VII. «ВЕЛИКИЕ БЕДСТВИЯ»

   Таким образом, так называемая Пентеконтеция, период между персидскими войнами и войной пелопоннесской, кончился: мирный договор, который так недавно, казалось, был заключен на тридцать лет, оказался простым клочком папируса или пергамента, как всегда оказываются такие договоры, когда одной из высоких договаривающихся сторон этот клочок начинает мешать и когда она, как ей кажется, достаточно сильна, чтобы сказать вслух этому клочку его настоящую цену…
   Платейцы прогнали фивян и взяли заложников, фивяне двинули на Платею главные силы, но платейцы пригрозили, что в случае нападения фивян на город, они истребят заложников.
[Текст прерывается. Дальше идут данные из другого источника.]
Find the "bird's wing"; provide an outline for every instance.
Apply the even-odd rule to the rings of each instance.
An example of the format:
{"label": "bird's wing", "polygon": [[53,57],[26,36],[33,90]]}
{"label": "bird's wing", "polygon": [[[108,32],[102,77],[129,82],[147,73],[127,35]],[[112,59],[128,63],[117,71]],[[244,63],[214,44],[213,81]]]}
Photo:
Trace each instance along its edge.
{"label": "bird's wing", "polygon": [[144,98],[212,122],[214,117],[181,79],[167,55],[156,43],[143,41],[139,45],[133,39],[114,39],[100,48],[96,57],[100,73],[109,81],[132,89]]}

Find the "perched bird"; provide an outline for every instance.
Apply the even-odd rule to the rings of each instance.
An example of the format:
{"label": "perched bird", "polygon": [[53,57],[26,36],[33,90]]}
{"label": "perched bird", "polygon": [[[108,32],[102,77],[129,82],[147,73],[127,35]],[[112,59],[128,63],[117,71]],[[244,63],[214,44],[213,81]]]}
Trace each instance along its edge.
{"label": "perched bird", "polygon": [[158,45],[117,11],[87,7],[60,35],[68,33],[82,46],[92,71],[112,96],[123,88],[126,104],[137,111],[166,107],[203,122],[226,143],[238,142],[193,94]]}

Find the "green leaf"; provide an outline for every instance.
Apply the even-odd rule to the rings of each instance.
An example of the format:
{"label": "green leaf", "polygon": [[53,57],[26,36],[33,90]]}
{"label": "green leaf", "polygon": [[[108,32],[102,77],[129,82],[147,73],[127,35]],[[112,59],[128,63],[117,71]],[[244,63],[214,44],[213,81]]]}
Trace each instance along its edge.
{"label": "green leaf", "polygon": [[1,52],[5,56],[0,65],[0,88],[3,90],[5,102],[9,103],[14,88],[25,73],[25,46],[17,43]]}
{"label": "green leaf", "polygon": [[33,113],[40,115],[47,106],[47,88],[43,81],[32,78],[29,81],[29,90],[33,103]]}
Фивяне отступили, но платейцы заложников все же истребили. Из Афин прибыли спешно герольды с требованием заложников всячески беречь, но было уже поздно. Теперь нужно было ожидать нового нападения фивян и афиняне перевели все население Платеи к себе, а в Платею поставили свой гарнизон.
   Вся Эллада закипела бранными приготовлениями. Афины собрали не только тринадцать тысяч гоплитов — при каждом гоплите полагался оруженосец, — но снабдили гарнизонами и все пограничные крепости, как Элевзис, Этои, Панактон, Филы, Декелею и пр. Союзники Афин, вольные и невольные, разбросанные по всей Элладе, наружно готовились к войне, а тайно — к измене, как полагается. Но не дремали и противники славной республики во главе со Спартой. В центре Греции поднялась Беотия с союзниками, выставив десять тысяч гоплитов и тысячу кавалерии. Ее поддерживал северо-запад, где эллины жили еще в более или менее первобытном состоянии. Спарта усиленно строила триеры, но многие из гребцов, родом из Аттики, бросили службу в пелопоннесском флоте и ушли домой. Спарта послала послов за помощью к Великому Царю Персии. Совсем еще недавно, казалось, Спарта вместе с Афинами в страшном напряжении изгнали персов, наводнивших всю Элладу, — теперь оказывалось, что в союзе с персами нужно раздавить Афины. Персы отказались: им было выгоднее, чтобы греки уничтожили себя сами. Просила Спарта о помощи и богатые Сиракузы, коринфскую колонию в Сицилии, которая забирала все больше и больше силы, но надежды ее не оправдались. Само собою разумеется, что Спарта во всеуслышание объявила, что она борется за свободу всей Эллады, которой грозят Афины с их ненасытной жаждой власти и золота, но в это красноречие верили только простачки: люди похитрее понимали втихомолочку, что это не лозунг, не идеал, а просто боевой клич, чтобы поджечь как следует свою доблестную армию и не менее доблестные армии союзников. Гоплиты, возблистав красными туниками и грозным вооружением, делали вид, что все это они очень тонко понимают и для свободы готовы постараться не щадя живота, и то и дело разражались или торжественными пэанами или же грозными воинскими песнями, в которых они стирали презренного врага в пыль…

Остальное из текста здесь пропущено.